That kind of emergency determination is rare for COSEWIC, Taylor told Observer. “But the committee’s report made it clear that the species was facing a significant threat,” the publication states. “Both populations of steelhead trout have declined by about 80% over the past two decades, the letter indicated, going from populations that numbered in the thousands in the mid-1980s, to dozens in the most recent assessment.”

So “it isn’t clear why the government has taken more than a year to respond to the committee’s emergency warning,” Observer states. The office of Fisheries Minister Jonathan Wilkinson said conserving the steelhead populations is “an extremely high priority and will be a focus of decisions with respect to fisheries management plans for the year ahead.” But it said it would need six to eight months to decide whether to release a large dossier of briefing materials on the steelhead, as it has been asked to do under an access to information request.

In a formal submission to the National Energy Board, the Coldwater Band said local salmon and steelhead populations are “integral to Coldwater’s way of life and have been for generations,” adding that the remaining population is vulnerable to an oil spill and to impacts during pipeline construction. The Thompson River steelhead population spawns in the Coldwater River, which runs through the community’s reserve and traditional territory along the proposed pipeline route.

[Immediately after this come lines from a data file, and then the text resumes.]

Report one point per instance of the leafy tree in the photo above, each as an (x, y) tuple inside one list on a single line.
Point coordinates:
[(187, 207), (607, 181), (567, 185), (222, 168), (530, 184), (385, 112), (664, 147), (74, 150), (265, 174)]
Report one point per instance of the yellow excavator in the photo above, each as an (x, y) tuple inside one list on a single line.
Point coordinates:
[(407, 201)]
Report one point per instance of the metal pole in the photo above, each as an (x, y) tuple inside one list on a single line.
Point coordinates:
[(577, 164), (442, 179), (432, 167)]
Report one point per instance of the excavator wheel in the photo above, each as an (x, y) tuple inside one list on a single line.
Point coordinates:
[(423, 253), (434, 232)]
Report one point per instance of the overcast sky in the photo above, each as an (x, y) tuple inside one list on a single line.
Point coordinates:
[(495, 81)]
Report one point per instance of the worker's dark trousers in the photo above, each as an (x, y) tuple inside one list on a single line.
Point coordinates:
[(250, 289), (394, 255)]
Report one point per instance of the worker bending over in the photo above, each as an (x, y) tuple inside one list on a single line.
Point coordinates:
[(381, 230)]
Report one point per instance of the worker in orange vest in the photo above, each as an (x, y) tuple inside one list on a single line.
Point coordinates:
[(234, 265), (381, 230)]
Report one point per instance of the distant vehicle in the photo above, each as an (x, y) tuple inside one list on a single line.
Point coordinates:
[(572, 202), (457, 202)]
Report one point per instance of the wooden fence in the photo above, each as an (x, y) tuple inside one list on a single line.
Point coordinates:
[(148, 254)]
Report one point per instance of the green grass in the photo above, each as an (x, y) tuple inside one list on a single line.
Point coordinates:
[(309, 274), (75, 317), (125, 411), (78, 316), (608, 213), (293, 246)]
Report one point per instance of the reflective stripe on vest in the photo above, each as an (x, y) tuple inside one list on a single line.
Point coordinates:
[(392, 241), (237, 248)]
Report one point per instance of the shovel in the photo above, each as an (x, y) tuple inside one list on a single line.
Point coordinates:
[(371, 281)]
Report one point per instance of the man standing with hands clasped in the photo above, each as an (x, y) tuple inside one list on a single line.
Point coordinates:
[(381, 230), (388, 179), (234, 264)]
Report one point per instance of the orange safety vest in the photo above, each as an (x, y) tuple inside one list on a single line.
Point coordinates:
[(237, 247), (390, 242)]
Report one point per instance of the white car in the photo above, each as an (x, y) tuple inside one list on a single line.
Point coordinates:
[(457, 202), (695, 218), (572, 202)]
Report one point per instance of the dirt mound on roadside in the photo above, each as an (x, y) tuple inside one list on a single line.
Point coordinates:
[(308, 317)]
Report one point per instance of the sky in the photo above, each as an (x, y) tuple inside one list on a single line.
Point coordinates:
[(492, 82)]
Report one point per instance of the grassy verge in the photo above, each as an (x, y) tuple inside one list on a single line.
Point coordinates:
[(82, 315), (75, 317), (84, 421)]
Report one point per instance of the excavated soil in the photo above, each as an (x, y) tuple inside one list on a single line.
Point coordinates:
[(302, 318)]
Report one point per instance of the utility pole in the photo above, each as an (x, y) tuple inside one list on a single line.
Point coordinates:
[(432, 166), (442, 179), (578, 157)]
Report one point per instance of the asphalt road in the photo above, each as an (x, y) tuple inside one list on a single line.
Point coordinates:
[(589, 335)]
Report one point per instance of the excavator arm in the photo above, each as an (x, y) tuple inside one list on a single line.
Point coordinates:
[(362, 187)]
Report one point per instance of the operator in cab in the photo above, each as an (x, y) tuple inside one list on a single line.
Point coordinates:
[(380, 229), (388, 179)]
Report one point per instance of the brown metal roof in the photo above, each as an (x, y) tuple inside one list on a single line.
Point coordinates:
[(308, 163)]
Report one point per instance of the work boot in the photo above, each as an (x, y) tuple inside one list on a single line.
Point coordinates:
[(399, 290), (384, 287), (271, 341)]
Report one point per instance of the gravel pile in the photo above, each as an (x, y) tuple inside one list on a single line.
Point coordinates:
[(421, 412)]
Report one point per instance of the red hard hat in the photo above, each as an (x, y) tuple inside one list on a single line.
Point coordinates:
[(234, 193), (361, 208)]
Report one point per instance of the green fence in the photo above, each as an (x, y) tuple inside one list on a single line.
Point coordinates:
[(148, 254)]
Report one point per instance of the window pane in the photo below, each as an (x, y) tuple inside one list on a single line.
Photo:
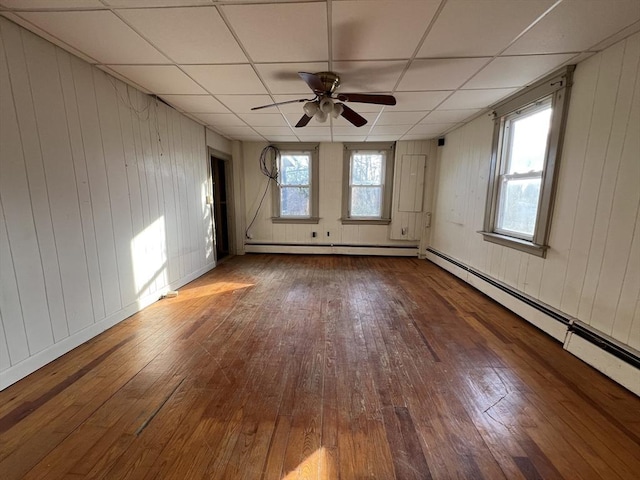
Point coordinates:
[(529, 142), (366, 201), (519, 206), (294, 201), (294, 169), (366, 168)]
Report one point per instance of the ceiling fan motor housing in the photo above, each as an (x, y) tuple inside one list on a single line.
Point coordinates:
[(330, 82)]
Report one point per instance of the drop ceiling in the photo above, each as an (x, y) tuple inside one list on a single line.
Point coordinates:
[(446, 61)]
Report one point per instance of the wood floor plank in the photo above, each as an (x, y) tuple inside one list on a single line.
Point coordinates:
[(275, 367)]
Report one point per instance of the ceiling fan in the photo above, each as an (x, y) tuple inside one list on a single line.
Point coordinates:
[(324, 86)]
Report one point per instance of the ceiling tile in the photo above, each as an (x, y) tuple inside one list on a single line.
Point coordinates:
[(400, 118), (386, 29), (390, 130), (468, 99), (286, 32), (196, 103), (244, 103), (370, 117), (267, 131), (156, 3), (363, 77), (187, 35), (408, 101), (222, 79), (440, 74), (432, 129), (159, 79), (349, 138), (284, 78), (220, 119), (576, 25), (264, 119), (99, 34), (28, 4), (505, 72), (449, 116), (464, 27)]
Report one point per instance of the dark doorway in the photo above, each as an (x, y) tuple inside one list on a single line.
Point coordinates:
[(220, 212)]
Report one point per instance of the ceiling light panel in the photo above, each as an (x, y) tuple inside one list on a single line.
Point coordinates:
[(196, 103), (383, 29), (468, 27), (283, 78), (280, 32), (517, 71), (440, 73), (225, 79), (99, 34), (577, 25), (159, 79), (187, 35), (369, 76)]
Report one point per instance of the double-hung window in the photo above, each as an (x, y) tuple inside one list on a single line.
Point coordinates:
[(528, 133), (368, 171), (295, 197)]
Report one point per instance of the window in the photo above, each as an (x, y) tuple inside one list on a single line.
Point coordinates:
[(368, 175), (296, 194), (528, 134)]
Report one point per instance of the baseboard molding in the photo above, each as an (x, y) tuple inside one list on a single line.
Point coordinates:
[(380, 250), (40, 359), (616, 361)]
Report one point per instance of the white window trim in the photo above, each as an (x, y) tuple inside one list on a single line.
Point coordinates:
[(558, 87), (313, 185), (387, 184)]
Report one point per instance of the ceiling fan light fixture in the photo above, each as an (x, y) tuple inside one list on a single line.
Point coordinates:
[(337, 110), (326, 105), (310, 108)]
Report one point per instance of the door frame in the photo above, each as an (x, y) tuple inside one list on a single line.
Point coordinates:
[(228, 173)]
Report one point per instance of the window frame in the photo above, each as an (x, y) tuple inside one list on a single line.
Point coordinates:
[(291, 148), (556, 86), (387, 183)]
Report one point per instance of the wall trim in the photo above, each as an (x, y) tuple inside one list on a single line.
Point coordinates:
[(29, 365), (619, 362), (327, 249)]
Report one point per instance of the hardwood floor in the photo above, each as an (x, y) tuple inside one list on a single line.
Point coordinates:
[(322, 367)]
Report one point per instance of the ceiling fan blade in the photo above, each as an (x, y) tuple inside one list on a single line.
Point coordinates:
[(353, 117), (282, 103), (303, 121), (314, 82), (367, 98)]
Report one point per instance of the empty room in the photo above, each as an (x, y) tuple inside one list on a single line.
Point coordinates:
[(320, 239)]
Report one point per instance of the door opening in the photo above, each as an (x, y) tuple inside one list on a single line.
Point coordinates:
[(220, 207)]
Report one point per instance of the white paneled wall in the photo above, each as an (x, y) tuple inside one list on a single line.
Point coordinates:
[(331, 157), (592, 270), (102, 196)]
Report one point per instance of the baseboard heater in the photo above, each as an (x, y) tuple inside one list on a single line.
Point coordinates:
[(573, 325)]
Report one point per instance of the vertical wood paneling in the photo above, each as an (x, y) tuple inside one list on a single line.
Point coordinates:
[(60, 177), (591, 270), (90, 170), (33, 215), (82, 184)]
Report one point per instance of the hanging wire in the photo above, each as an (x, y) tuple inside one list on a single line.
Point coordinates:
[(270, 170)]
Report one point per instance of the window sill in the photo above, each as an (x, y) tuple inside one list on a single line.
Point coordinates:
[(516, 243), (365, 221), (300, 220)]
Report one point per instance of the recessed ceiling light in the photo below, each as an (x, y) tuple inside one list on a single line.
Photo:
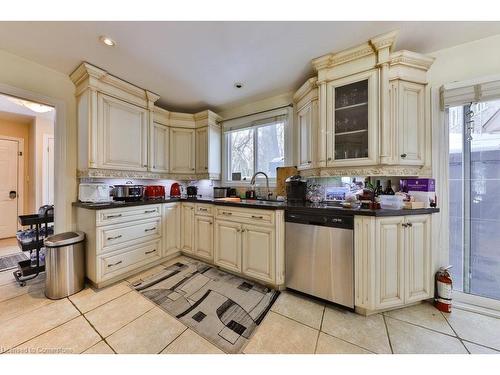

“I talk to my dad and he told me stories about when he was young, there were so many steelhead in the river, you could walk across the river on their backs,” Coldwater Chief Lee Spahan told Observer. In 2017, only 21 returned to the river to spawn.

“It’s frustrating to know that [Trans Mountain] can put an application in and get a permit to run forward on proposed work, and not have any paperwork or documentation to back up that their work is safe and that there are no fish at the time returning in these streams,” he said.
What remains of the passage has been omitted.